What if we shift the question to our states from “What responsibility does a government have in achieving decarbonization of the global economy?” to “If a government wants to achieve the outcome of decarbonization by the middle of this century, what can it do to achieve that?”
Ilmi Granoff @theilmatic
Director of ClimateWorks Foundation’s Sustainable Finance Program,
A foundation that has created an international network and a global platform for philanthropy to innovate and accelerate climate solutions, climateworks.org
What could be reimagined now?
The role of our states in pursuing a real climate transition. Right now they are powerful entities. States have capital, they have the ability to raise revenue, issue standards and regulations and represent our collective interest. So what could be the role of a fully committed and ambitious state which truly embraces the goals of the Paris agreement?

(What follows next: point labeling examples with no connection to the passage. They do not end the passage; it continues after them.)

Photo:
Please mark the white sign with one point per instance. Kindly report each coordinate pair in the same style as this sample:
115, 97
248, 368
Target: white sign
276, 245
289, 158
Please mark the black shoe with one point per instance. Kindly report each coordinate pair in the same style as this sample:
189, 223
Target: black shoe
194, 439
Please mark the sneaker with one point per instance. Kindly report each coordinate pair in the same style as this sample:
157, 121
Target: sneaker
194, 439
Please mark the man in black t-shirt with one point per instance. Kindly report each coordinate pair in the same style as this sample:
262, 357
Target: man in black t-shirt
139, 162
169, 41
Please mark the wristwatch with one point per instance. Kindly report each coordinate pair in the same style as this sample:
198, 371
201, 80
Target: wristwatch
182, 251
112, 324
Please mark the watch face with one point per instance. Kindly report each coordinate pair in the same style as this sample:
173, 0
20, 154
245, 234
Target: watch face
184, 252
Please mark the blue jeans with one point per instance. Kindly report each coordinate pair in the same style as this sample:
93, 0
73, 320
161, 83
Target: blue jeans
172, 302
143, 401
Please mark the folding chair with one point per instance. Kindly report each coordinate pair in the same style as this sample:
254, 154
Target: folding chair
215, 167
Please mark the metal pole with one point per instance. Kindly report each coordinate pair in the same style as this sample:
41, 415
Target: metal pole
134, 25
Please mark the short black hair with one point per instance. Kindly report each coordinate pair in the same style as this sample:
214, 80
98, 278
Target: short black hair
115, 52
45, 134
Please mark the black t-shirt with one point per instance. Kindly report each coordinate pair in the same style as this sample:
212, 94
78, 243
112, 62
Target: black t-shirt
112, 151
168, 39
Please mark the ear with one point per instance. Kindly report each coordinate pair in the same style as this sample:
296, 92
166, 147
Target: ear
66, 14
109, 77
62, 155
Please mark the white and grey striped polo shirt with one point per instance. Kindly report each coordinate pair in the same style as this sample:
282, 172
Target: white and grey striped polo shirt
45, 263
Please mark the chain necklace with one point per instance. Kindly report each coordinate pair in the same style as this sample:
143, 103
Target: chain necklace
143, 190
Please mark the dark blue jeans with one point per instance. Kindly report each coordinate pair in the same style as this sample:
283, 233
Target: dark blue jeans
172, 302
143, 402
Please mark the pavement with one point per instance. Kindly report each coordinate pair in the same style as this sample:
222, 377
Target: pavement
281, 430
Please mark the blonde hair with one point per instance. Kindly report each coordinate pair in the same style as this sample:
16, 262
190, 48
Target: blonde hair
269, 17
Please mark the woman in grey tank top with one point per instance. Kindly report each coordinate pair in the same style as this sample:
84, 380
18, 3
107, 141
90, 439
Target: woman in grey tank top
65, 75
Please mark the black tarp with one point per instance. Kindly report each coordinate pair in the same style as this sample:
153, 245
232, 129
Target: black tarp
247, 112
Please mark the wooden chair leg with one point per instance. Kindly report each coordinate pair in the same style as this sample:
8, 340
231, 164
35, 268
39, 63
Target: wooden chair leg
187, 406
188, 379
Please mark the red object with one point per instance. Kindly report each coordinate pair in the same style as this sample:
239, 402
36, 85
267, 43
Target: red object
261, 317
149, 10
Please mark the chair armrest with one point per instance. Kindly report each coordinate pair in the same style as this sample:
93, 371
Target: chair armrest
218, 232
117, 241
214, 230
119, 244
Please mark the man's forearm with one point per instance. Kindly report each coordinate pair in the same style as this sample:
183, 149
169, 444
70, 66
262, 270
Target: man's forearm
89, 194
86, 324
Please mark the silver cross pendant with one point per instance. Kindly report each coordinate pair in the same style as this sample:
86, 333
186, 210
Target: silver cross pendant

How could we experiment with a higher involvement of our states in fighting climate change?
First of all, of course, find a state. After that, ask the question “Given all of the tools that you have at your disposal, what impact can you have to achieve the mid-century outcome of global decarbonization?”. So basically it means to push a state to focus on where to put its tools to reach the goals instead of measuring emissions, for example. That kind of reorientation of the methodology can potentially reveal many underemphasized opportunities.
What kind of changes this reorientation in climate policies could lead to our societies in ten years’ time?
By analyzing 19th century global economies we realized that states have comparative advantages in their economic productivity and performance. Therefore it is imaginable that they can compete with other states on decarbonization advantages and, apart from reducing emission in their own jurisdiction, they’ll probably unveil great opportunities and actually achieve an incredibly important target.